I've settled into a Sunday routine that works most of the time. I attend Sacrament Meeting (worship service) with my daughter and her husband. I often wear my mask and sometimes sit in the foyer, but it is worth it just to sit with family, the youngest boy often snuggling up to me during the meeting. It's not my own ward (congregation), but I have come to know several of the families there and don't feel like a total stranger. We sit on the back row of the overflow area of the chapel, and most people just leave us alone back there. It is never what I would call "fragrance free" but it is tolerable most weeks. I leave immediately after the meeting so as not to catch the fragrance of people walking by.

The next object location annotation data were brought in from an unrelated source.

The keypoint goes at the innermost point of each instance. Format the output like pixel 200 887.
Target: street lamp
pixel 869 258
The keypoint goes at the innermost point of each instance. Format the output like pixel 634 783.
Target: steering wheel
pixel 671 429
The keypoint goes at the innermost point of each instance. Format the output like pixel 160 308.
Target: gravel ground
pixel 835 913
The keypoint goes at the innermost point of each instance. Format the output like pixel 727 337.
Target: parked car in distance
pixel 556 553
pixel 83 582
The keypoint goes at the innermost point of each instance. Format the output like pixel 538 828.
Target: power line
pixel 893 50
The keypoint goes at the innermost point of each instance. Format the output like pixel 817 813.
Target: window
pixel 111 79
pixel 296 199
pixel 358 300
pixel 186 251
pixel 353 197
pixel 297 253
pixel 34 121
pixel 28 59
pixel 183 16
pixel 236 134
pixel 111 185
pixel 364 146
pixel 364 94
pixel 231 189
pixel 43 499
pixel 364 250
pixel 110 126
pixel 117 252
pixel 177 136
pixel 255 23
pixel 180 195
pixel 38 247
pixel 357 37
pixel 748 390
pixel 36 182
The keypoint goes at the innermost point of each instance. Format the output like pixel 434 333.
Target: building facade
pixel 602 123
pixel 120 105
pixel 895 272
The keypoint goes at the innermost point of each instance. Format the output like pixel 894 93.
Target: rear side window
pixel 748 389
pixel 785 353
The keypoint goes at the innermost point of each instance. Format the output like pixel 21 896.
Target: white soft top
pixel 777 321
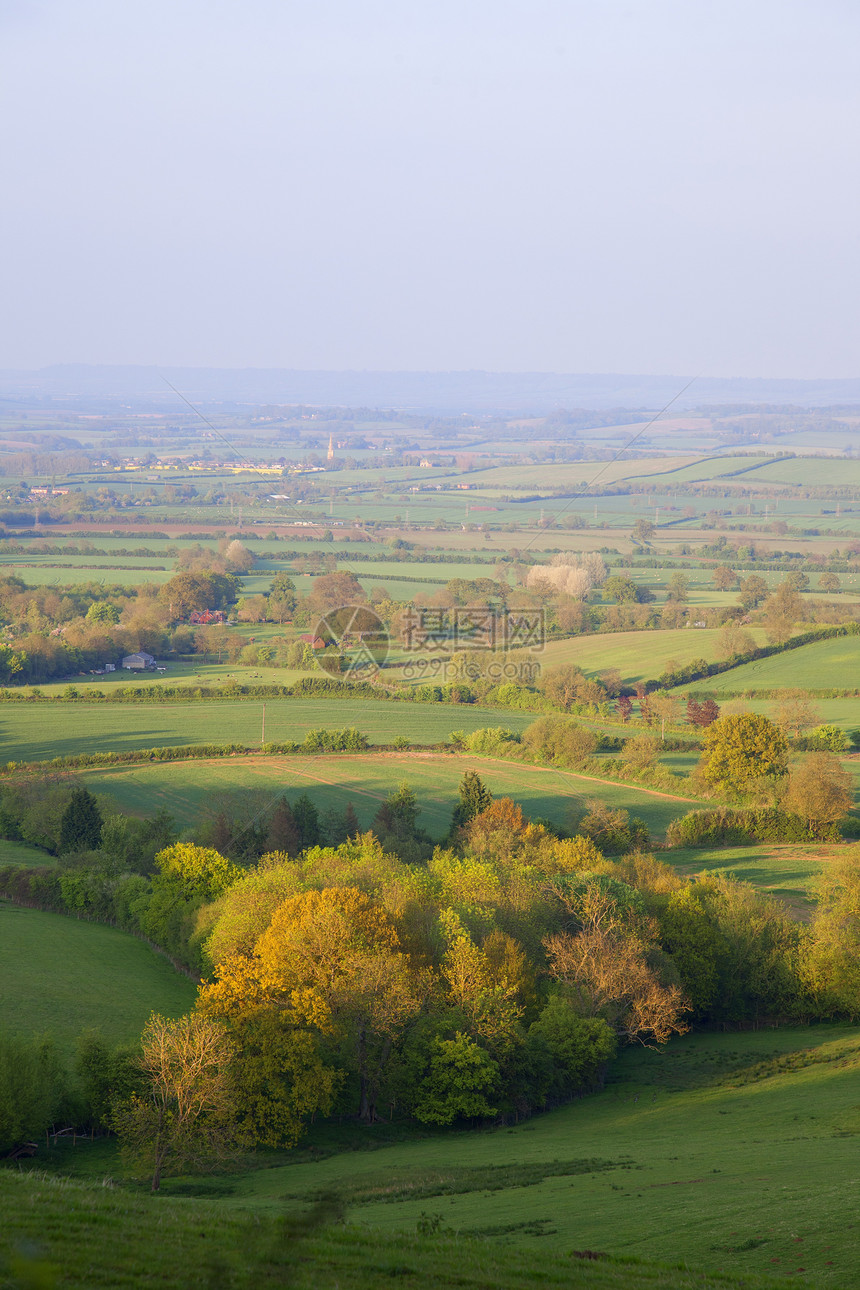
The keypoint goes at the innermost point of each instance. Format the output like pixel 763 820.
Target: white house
pixel 138 662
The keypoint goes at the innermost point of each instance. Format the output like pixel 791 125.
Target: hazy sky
pixel 513 185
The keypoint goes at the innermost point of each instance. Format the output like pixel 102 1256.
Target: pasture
pixel 788 873
pixel 99 1237
pixel 637 655
pixel 365 779
pixel 38 732
pixel 820 666
pixel 62 975
pixel 732 1153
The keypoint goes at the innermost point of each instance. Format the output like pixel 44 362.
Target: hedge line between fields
pixel 700 668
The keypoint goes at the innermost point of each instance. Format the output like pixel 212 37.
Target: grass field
pixel 19 853
pixel 734 1155
pixel 823 664
pixel 101 1237
pixel 366 779
pixel 61 975
pixel 732 1152
pixel 637 655
pixel 40 730
pixel 785 872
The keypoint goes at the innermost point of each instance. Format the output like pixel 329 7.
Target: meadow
pixel 71 975
pixel 637 655
pixel 722 1155
pixel 366 779
pixel 99 1236
pixel 726 1151
pixel 36 732
pixel 820 666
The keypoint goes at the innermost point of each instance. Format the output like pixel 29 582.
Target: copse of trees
pixel 490 977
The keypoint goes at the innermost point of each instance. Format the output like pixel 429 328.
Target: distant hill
pixel 433 392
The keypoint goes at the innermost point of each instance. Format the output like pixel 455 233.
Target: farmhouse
pixel 141 662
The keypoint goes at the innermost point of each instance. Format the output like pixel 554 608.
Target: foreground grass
pixel 61 975
pixel 66 1235
pixel 731 1152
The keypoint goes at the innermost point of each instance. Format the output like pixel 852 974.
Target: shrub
pixel 727 827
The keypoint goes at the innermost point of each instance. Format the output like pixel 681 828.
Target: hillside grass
pixel 36 732
pixel 638 655
pixel 729 1151
pixel 785 872
pixel 366 779
pixel 62 975
pixel 85 1237
pixel 823 664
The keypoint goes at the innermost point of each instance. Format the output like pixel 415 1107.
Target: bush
pixel 727 827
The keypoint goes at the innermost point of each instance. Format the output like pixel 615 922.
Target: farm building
pixel 208 615
pixel 138 662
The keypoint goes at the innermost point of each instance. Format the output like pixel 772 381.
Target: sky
pixel 584 186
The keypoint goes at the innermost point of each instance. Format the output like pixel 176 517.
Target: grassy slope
pixel 365 779
pixel 61 975
pixel 823 664
pixel 732 1152
pixel 637 655
pixel 36 732
pixel 97 1237
pixel 785 872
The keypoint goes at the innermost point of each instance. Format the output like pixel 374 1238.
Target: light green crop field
pixel 637 655
pixel 62 975
pixel 199 672
pixel 785 872
pixel 366 779
pixel 823 664
pixel 38 732
pixel 53 575
pixel 731 1152
pixel 96 1236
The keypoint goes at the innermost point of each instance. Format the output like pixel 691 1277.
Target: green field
pixel 820 666
pixel 62 975
pixel 734 1152
pixel 727 1155
pixel 785 872
pixel 637 655
pixel 101 1237
pixel 36 732
pixel 366 779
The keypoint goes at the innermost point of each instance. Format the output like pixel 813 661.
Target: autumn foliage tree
pixel 186 1117
pixel 742 751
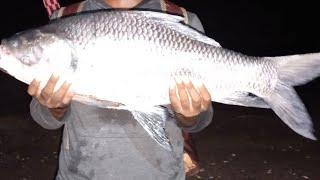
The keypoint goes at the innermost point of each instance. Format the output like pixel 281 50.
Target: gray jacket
pixel 101 144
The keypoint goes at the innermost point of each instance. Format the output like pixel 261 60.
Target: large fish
pixel 131 57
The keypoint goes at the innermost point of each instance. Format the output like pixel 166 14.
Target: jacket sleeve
pixel 43 117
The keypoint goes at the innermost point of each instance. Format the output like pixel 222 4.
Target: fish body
pixel 132 57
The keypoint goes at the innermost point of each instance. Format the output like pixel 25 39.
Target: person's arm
pixel 49 108
pixel 191 106
pixel 202 118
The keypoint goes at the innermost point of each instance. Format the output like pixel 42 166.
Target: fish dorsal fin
pixel 157 15
pixel 176 23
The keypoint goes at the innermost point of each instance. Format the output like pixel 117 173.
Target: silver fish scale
pixel 131 26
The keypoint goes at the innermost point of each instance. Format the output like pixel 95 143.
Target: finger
pixel 67 98
pixel 183 96
pixel 57 97
pixel 195 97
pixel 174 99
pixel 33 87
pixel 47 91
pixel 206 98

My only other involvement with church people is through the Visiting Teaching program of my ward Relief Society (the women's organization). I had asked to not have anyone come to our home, but the Relief Society president recently assigned a good friend who also has some chemical sensitivity to come visit me once a month. She is really the only person in my own ward (other than my husband) with whom I have any regular personal contact. I also mail the Relief Society newsletter with a short personal note to four other women in the ward each month. One of those women is an old friend and calls me occasionally.
There are two things I miss most with this arrangement: the sense of community and being part of the music. Every once in awhile I think, 'Maybe I should try again, to ask people to accommodate my needs so I can be more involved.' Then someone says something like I heard a couple of weeks ago from a family group that was looking for a place to sit before the meeting. One of the men, glancing over at me, said something to the effect of, "Well, we can't sit at the back because I'm wearing cologne." He looked at me and smiled as he said it, figuratively patting himself on the back that he was willing to find another place to sit to keep me safe, but I couldn't help but feel that he really didn't understand. Did he not see the signs, on every outside entrance to every LDS Church building in the area that ask everyone to please come to church meetings fragrance-free? Apparently, that doesn't apply to him. He's special. I'm not.
So, I give up. It is what it is and it isn't going to change. It's comfortable enough. I'm not sure what I'll do if my daughter and her family leave the area (a very likely possibility in the next few months). Perhaps I will try going to Sacrament Meeting in my own ward, sitting by myself at the back or in the foyer, mainly to keep up appearances and maybe, in some small way, to feel like I'm still part of the organization that my ancestors helped to found and to which I've given so much of my life.